News & Updates

November 23, 2018

Exemplary costs with observations about previous egregious habitual violations, inspite of compromise in trademark suit

In Civil Suit No. 1063/2018, Glenmark Pharmaceuticals Ltd. v. Curetech Skintech and Galpha Laboratories Ltd., alongwith Notice of Motion (L) No. 1890/2018 therein jointly by the parties for a consent decree of compromise, Ld. Single Judge (Kathawalla, J.) of the Bombay High Court has, vide judgment dated 2018.8.28 decreeing the suit under consent, also imposed exemplary costs of Rs.1,50,00,000 (Rupees One Crore Fifty Lakhs) on the second Defendant to be paid towards the Kerala Chief Minister Distress Relief Fund. No ordinary costs of suit appear to have been awarded towards legal expenses or lost sales.

The suit alleged infringement and passing-off of trademark CANDID-B in respect of pharmaceutical goods, drugs in class 5, by the impugned trademark CLODID-B seeking injunction, damages and costs. Defendant No.1 submitted through Counsel that it is a mere contract manufacturer for and on behalf of the other Defendant and offered to submit to a consent decree of permanent injunction. Defendant No. 2 submitted before the Court that CLODID-B was adopted by it by mistake, furnished information that it had sold goods under the impugned mark worth Rs. 2.92 Crores in the last 10 years, and also offered to submit to a similar consent decree. The Plaintiff, however, during the hearing before the Court, sought exemplary costs on Defendant No. 2 beyond the scope of the compromise between all the parties jointly placed on record with a joint application for a consent decree in terms thereof.

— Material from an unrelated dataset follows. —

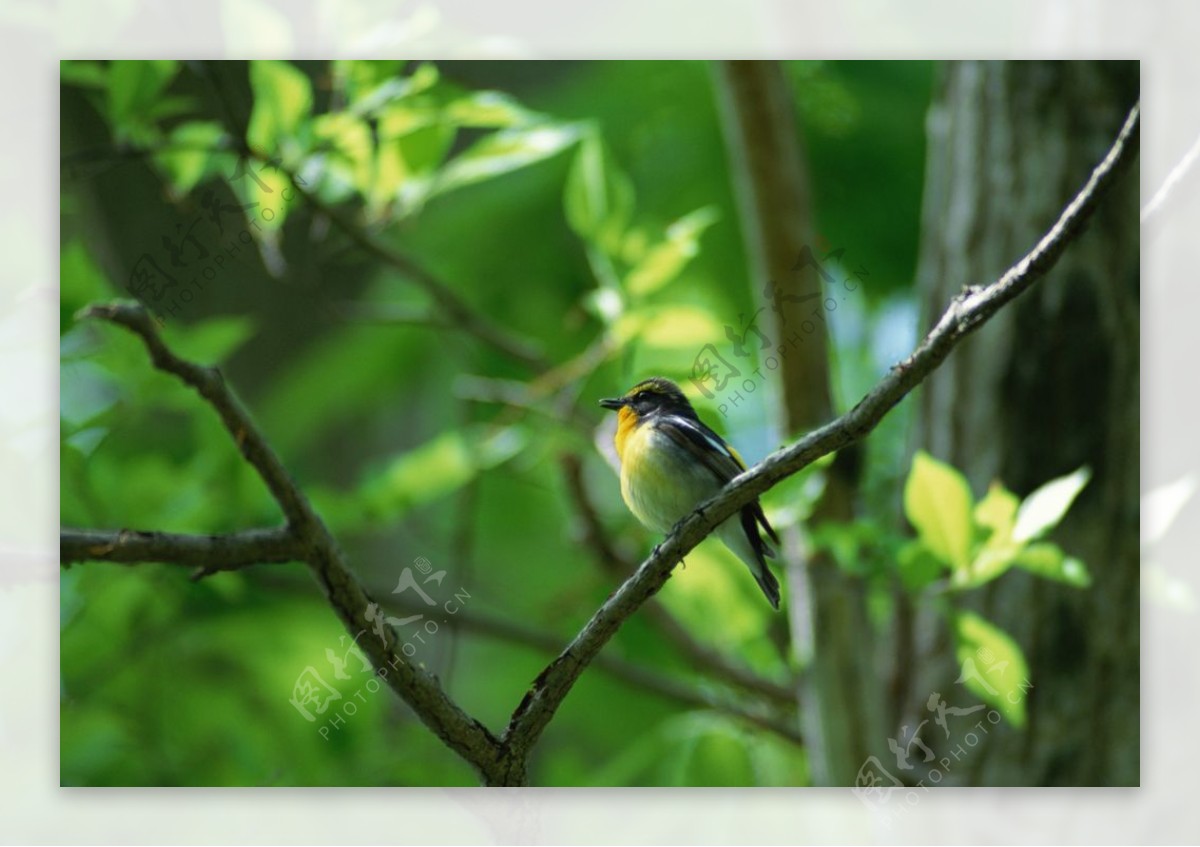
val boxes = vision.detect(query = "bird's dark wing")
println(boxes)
[660,415,779,544]
[658,407,746,485]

The scope for penal or otherwise exemplary costs as over and above or within the costs ‘of’ and costs ‘incident to’ a suit, calls into question whether or not the Court has such power under Section 35 of the Code of Civil Procedure, 1908: “Subject to such conditions and limitations as may be prescribed, and to the provisions of any law for the time being in force, the costs of and incident to all suits shall be in the discretion of the Court, and the Court shall have full power to determine by whom or out of what property and to what extent such costs are to be paid, and to give all necessary directions for the purposes aforesaid.” Section 151 is a relevant supplementing provision: “Nothing in this Code shall be deemed to limit or otherwise affect the inherent power of the court to make such orders as may be necessary for the ends of justice or to prevent abuse of the process of the court.”

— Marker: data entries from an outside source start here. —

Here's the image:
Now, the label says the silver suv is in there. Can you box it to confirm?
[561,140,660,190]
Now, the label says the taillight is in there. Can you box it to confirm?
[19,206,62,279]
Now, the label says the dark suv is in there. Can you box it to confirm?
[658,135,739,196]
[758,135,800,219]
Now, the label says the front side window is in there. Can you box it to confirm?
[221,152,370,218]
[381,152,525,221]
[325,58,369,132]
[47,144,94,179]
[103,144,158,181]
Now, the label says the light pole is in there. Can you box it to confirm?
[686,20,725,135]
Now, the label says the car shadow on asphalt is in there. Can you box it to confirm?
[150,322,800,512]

Analysing whether or not exemplary costs were warranted, the Court concluded: “It is clear that the Defendant No.2 is not only indulging in infringing activities by repeatedly copying brands of other companies but also appears to be in complete violation of the FDA regulations. The conduct of the Defendant No.2 shows that this Defendant has no regard or respect to the rule of law. The consumers and general public are being repeatedly cheated by the Defendant No.2. I am of the opinion that had this Defendant been imposed with exemplary costs at the very beginning of their infringing activities, this Defendant would not have been audacious in repeating its infringing activities.”

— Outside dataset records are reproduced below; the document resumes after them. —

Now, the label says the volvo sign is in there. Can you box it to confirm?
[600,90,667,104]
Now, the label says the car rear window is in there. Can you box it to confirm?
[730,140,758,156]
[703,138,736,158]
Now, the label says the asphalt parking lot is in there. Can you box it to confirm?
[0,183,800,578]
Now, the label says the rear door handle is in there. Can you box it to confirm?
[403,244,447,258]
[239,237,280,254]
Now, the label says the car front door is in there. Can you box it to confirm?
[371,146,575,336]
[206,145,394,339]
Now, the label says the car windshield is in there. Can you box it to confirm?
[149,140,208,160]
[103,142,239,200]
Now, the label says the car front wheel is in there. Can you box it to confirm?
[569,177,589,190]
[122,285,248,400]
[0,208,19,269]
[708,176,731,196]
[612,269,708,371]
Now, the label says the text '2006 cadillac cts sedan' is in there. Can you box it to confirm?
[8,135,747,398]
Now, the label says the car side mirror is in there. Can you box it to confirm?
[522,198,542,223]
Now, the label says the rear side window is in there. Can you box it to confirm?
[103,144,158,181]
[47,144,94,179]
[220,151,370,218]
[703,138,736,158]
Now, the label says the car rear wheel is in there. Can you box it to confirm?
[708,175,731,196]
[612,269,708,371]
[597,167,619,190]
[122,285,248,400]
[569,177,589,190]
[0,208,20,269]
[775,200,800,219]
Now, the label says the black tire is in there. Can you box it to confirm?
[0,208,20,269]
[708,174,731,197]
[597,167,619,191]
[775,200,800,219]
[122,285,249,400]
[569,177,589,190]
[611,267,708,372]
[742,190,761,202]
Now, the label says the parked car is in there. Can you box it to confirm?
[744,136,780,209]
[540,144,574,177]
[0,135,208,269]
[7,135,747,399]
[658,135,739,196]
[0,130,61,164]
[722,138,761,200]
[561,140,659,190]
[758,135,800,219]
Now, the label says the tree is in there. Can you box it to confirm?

The Court did not examine the ambit of Section 35 read with Section 151 of the CPC. The Court also did not specifically elucidate the existence or lack of statutory basis of costs for actions qua non-Plaintiff third parties or for actions reportedly in violation of regulations of a foreign government agency. The Court did not specifically point out that it was only the audacious infringement of this suit that was exclusively the occasion and basis for the exemplary costs and that its remarks about previous actions outside the scope of the suit were merely non-motivating observations. The Court also did not specifically comment on the source of its power to award exemplary costs even when the relief of ordinary costs itself as one of the prayers in the plaint had already been compromised in the negative and the Court was already seized with a joint application under Order XXIII Rule 3 of the CPC by all parties who, having placed the compromise on record, were seeking a consent decree in terms thereof.

It was the public health aspect of public interest that was commented upon as relevant motivation: “Drugs are not sweets. Pharmaceutical companies which provide medicines for health of the consumers have a special duty of care towards them. These companies, in fact, have a greater responsibility towards the general public. However, nowadays, the corporate and financial goals of such companies cloud the decision of its executives whose decisions are incentivized by profits, more often than not, at the cost of public health. This case is a perfect example of just that.”